Rauschendes Wasser, spritzende Gischt, grüne Felswände: Der Schluchtensteig führt euch auf rund 119 Kilometern durch die unberührten, romantischen und wilden Seiten des Naturparks Südschwarzwald. Es geht durch unergründliche Tobel, vorbei an tosenden Wasserfällen und durch dramatische Tallandschaften. Wutachschlucht, Haslachschlucht, Windbergwasserfall oder Wehratalschlucht sind nur einige der wasserreichen Highlights, die euren Weg kreuzen.


Von April bis Oktober lädt der ausgezeichnete Fernwanderweg ein, auf seinen naturbelassenen Wegen herrliche Ausblicke zu genießen.


Mitbringen solltet ihr feste Wanderschuhe, eine Bekleidung nach dem Zwiebelprinzip sowie wasserundurchlässige Oberbekleidung. Die Höhenangst dürft ihr aber zu Hause lassen.

Der Schluchtensteig in sechs Etappen

In der historischen Altstadt Stühlingen, bewacht von dem Schloss Hohenlupfen, beginnt am Kronenplatz eure Wanderung. Volle Konzentration heißt es bereits auf der ersten Etappe, wenn es auf schmalen Pfaden steil bergauf zu dem Aussichtspunkt Wutachflühen geht. Über die Gipfelhütte des Buchbergs führt euch der Weg zu der Stadt Blumberg. Zur Stärkung erwartet euch hier ein deftiges Vesper und frisches Bauernbrot.

Die zweite Etappe führt von Blumberg bis zur Schattenmühle. Dort findet sich, anstatt der ehemaligen Wassermühle, ein Gasthof, der den müden Wanderern eine erholsame Unterkunft bietet. Dorthin kommt ihr aber erst, wenn ihr über Leitern und Treppen geklettert seid, die Schlucht des Schleifenbach durchwandert und die Wutachversickerung entdeckt habt.

Nach einem leckeren Frühstück und gut ausgeruht, erwarten euch auf der dritten Etappe rund achtzehn Kilometer Wegstrecke. Die fast unscheinbare Ruine der einstigen Burg Neu-Blumberg belebt die Fantasie und in Lenzkirch erwartet euch ein freier Blick auf Wiesen, Felder und Wälder — herrlich.
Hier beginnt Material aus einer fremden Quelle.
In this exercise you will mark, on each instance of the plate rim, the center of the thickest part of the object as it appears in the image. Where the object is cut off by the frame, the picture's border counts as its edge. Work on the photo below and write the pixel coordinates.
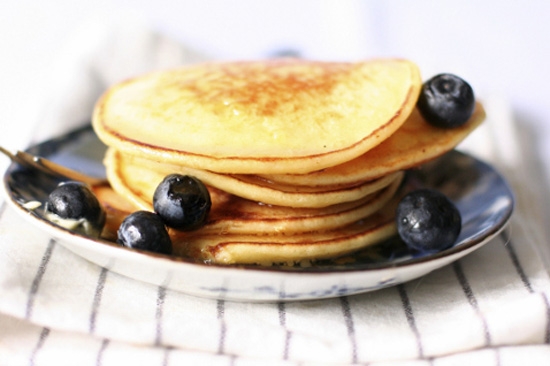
(367, 267)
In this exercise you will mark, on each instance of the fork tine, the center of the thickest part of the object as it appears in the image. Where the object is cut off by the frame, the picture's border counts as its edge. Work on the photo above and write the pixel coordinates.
(49, 166)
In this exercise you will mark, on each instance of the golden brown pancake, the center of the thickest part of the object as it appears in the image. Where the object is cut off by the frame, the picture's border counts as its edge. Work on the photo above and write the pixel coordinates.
(234, 215)
(414, 143)
(302, 159)
(289, 249)
(138, 178)
(269, 117)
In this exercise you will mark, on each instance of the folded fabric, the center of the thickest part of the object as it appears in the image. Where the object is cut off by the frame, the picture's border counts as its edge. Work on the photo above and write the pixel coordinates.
(491, 307)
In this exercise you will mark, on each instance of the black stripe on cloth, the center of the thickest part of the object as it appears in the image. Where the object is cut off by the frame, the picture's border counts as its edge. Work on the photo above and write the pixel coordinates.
(3, 206)
(44, 333)
(161, 295)
(97, 299)
(350, 326)
(282, 321)
(38, 278)
(515, 261)
(410, 318)
(547, 303)
(459, 272)
(99, 358)
(221, 317)
(166, 355)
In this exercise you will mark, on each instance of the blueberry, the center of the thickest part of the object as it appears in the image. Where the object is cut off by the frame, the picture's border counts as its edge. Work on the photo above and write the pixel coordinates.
(146, 231)
(446, 101)
(183, 202)
(428, 221)
(73, 205)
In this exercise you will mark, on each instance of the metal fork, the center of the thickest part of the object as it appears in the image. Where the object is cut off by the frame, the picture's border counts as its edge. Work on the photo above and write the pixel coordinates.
(47, 166)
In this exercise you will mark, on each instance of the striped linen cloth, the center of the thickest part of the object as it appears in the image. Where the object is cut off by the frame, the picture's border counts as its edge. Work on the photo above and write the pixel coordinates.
(490, 308)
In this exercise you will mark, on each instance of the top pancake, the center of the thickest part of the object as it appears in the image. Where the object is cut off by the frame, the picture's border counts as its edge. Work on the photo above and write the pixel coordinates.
(260, 117)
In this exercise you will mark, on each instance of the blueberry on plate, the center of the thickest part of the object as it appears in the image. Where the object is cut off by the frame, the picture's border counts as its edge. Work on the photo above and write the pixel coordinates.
(144, 230)
(182, 201)
(74, 206)
(446, 101)
(428, 221)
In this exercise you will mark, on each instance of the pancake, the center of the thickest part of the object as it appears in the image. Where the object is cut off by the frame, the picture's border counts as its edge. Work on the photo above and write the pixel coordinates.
(289, 249)
(259, 117)
(234, 215)
(138, 178)
(414, 143)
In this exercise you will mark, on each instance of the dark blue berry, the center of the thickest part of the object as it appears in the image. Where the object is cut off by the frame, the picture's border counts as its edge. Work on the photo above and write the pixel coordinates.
(183, 202)
(428, 221)
(446, 101)
(75, 201)
(144, 230)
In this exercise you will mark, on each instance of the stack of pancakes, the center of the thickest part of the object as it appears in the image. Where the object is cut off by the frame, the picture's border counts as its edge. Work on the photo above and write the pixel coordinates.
(303, 159)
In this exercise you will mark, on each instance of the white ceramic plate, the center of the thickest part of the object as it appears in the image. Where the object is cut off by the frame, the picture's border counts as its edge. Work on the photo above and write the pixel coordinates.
(480, 193)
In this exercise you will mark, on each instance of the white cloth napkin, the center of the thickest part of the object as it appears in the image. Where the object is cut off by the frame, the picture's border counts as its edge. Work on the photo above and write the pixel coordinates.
(489, 308)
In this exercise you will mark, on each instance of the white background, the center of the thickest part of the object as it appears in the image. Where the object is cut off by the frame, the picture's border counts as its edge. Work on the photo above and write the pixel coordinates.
(501, 47)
Ab dann sind es noch rund fünf Kilometer zu eurem heutigen Wanderziel in Oberfischbach.

Die vierte Etappe führt euch von Oberfischbach nach St. Blasien. Dabei kommt ihr bei dem kristallklaren Wasser des Schluchsees vorbei. Erfrischung für die Füße oder eine kleine Runde Schwimmen sind erwünscht. Wer ein bisschen mehr Zeit mitbringt, kann in St. Blasien einen extra Tag einplanen:  Für die Besichtigung der historischen Sehenswürdigkeiten und/oder einer kleinen Auszeit im Radon Revital Bad.

Bergauf und bergab geht es auch auf der fünften und sechsten Etappe: Zuerst auf den Aussichtsturm, dann weiter über Urberg und Dachsberg, dann hinunter in die Hohweraschlucht. Ausgeruht wird in Todtmoos, hier solltet ihr unbedingt ein Stückchen Original Schwarzwälder Kirschtorte ausprobieren. Am sechsten Tag erwarten euch dann finale dreiundzwanzig Kilometer, steile Felswände sowie ein traumhafter Ausblick auf die Schweizer Berge. In der Stadt Wehr lädt euch schließlich der Schlosspark zum Ausruhen ein.

Schluchtensteig für Familien

Der Schluchtensteig für die wanderlustige Familie mit Kindern: Dazu wird die Wanderung in kindgerechte Etappen zu je zehn bis dreizehn Kilometer aufgeteilt und die restliche Strecke wird mit Bus oder Bahn zurückgelegt. Besonderes Highlight: Das gemeinsame Beobachten von Biber und Gämsen sowie eine Fahrt mit der berühmten Sauschwänzlebahn.